Wednesday, November 12, 2008

Things I don't understand #61...


...How both those pictures could possibly be me.

Yeah, this. Throughout the life of this here blog, I've tried to stay away from this particular topic, for whatever reason. But after numerous requests from various sources(and the fact that topics sometimes are hard to come by) I decided to relent. Many of you know this story, as you lived it with me, but just in case...

Both pictures are indeed of me. The first from about 8-10 years ago (I really don't remember) and second is much more recent. So yeah, I was a fatty. Bordering on morbidly obese (High Five, Wendy's!). About 7 years ago(maybe 8?), my roommate at the time (Eric) wanted to join a health club, but he didn't want to go check it out by himself. So I agreed to go with him. Next thing I know, I'm also a member of a health club. I think the high fees combined with the fact that earlier that year I had been told by a doctor it'd be a good idea to drop a few, ensured that I would actually use the membership.

Use it I did, pretty much 6 days a week, at least. I'll spare you the stories of peeing blood, realizing the red stuff on my towel was coming from my shirt which was actually blood coming from me, and the like; but suffice it to say I did not do it half-heartedly. Now despite the fact that I was at the club 6-7 days a week, sometimes for up to 2 hours, I never grew to like it. Even though I run several times a week, I have never experienced "runner's high". And never have I looked forward to working out. The one thing I did like? The results. That I actually knew the efficacy of what I was doing helped a lot. So over the course of about a year and a half to 2 years, I went from (this is fairly embarrassing) about 320 lbs. to a low of 191. I now sit at a smidge over 200. Of course, the years since have seen me yo-yo a little. But as much as I don't know how I let it get that bad, I know I will never let it happen again.
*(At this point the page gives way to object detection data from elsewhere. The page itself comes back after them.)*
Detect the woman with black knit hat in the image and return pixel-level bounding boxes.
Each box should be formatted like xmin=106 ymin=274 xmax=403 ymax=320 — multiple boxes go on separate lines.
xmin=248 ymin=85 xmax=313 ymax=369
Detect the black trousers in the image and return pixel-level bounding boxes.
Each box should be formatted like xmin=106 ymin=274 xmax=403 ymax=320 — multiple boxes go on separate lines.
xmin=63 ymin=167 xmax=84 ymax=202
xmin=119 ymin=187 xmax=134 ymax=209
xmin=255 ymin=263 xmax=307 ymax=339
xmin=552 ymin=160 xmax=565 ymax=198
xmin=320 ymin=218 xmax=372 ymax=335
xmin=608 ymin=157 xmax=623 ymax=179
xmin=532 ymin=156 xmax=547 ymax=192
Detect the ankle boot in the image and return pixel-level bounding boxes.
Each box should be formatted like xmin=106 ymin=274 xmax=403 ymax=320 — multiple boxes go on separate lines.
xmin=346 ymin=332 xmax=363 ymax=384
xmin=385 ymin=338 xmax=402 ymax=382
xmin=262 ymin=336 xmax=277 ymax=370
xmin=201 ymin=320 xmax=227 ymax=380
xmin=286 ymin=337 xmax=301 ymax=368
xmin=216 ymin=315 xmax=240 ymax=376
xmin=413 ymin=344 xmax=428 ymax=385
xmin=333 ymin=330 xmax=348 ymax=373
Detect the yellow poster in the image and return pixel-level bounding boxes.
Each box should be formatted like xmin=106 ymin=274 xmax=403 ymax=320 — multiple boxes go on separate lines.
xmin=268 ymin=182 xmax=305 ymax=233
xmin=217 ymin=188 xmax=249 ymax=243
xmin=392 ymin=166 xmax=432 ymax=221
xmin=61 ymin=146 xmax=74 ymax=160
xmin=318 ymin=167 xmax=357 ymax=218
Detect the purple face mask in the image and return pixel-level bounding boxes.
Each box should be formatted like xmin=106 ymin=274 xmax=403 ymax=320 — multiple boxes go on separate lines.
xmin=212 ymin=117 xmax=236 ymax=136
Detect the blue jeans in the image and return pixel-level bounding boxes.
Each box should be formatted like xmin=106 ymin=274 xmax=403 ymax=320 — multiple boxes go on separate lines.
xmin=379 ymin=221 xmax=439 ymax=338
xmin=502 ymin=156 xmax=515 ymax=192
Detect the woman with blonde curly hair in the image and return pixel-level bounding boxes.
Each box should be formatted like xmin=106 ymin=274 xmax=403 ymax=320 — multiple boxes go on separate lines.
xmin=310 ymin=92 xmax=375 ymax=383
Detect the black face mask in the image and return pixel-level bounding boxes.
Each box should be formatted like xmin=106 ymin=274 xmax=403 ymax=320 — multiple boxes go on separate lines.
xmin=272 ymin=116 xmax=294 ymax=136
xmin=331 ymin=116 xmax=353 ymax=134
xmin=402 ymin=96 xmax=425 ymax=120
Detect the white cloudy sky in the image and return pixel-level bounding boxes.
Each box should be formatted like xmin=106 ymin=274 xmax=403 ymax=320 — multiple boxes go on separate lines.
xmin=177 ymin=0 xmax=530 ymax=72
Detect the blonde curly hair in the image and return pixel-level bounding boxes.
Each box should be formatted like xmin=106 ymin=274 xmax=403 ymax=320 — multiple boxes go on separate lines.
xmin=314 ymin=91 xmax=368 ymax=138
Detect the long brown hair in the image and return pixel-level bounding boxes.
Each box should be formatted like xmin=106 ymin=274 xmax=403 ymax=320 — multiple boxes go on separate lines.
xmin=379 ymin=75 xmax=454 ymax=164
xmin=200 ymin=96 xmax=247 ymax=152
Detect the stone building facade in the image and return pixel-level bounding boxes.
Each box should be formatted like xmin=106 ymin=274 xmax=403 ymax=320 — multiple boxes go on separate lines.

A couple of random observations from a guy who used to be really fat. One, after losing weight, you get treated better. I still remember one of the first times I was in a department store after a precipitous loss in weight. I had never been asked if I needed help that many times in my life. I actually looked around for hidden cameras, thinking it must be some sort of joke. It wasn't, that's how the non-fat(or I guess I should say less fat, because I'm still pretty big) are treated. Also, you've never seen disappointment until you've had to tell a person the bad news that the way to loose weight is to eat less and exercise more. Seriously, once someone finds out or just gets up the gumption to ask how you did it, they look at you like you're the Wizard of Oz (pre-curtain-pulling) because you've obviously been let in on one of the great secrets of the universe. But when they find out the uncomplicated yet difficult truth, they look like you just notified them of Santa's questionable existence. I now have a pat answer for when I get such a question. I warn said person they probably won't like it, and then I tell them, "I got off my fat butt, and stopped stuffing my fat face." Although, the more you're off your butt, the more face-stuffing you can still enjoy, but you know what I mean.

Oh, and I should also warn you, since I once was fat I retain my license to make fun of fat people. I can freely roll my eyes when I hear excuses that include phrases like "poor metabolism" and "big boned". Sure there's some truth to them, but in the end, the thing on the opposite end of the fork from the food is you--a sentient, free-willed being. Oddly enough, I used to think I was big boned. Until I did the wrist test, and realized I wasn't big boned...I was fat. Finally, one last story of post-fatdom. Not being able to walk around a family reunion anonymously; or the time I ran into a guy I grew up with, and he just blew me off because he had no idea who that guy was who knew his name. No, this occurred at the aforementioned health club.

At this point(year 3 as a club member), I had lost all the weight I was going to lose and was in maintenance mode. Well, as anyone who's ever been a member of a health club knows, you get to where you recognize the regulars, whether you're an introvert like me and do everything possible not to talk to them or not, you still find yourself exchanging numerous knowing nods. Well, on this day, one or the other regulars--a 50-ish guy in really good shape--who I had never shared a single word with approaches me at the water fountain and what resulted is the following exchange:
Not me: Hey, doing ok?
Me: Yeah, good. How are you.
Not me: Fine. So you've lost quite a bit of weight haven't you?
Me: Yeah, you could say that.
Not me: Yeah, you're a bit of a rock star around here. Everybody's amazed how well you've done. How much did you lose?
Me: Well, actually it was about 100 pounds, maybe a little more.
Not me: Man! That's great! Yeah, you were a bit of a porker, but now you look great!
Me: (smile creeps across my face as I realize that the truth just leaked out) Yeah, I guess I was a porker.
Not me: Well good job man. I just wanted to let you know people noticed your hard work.
Me: Thanks. (Still wearing somewhat quizzical smile)

That was the first and last time I ever talked to him. And now you know the famous "Porker story".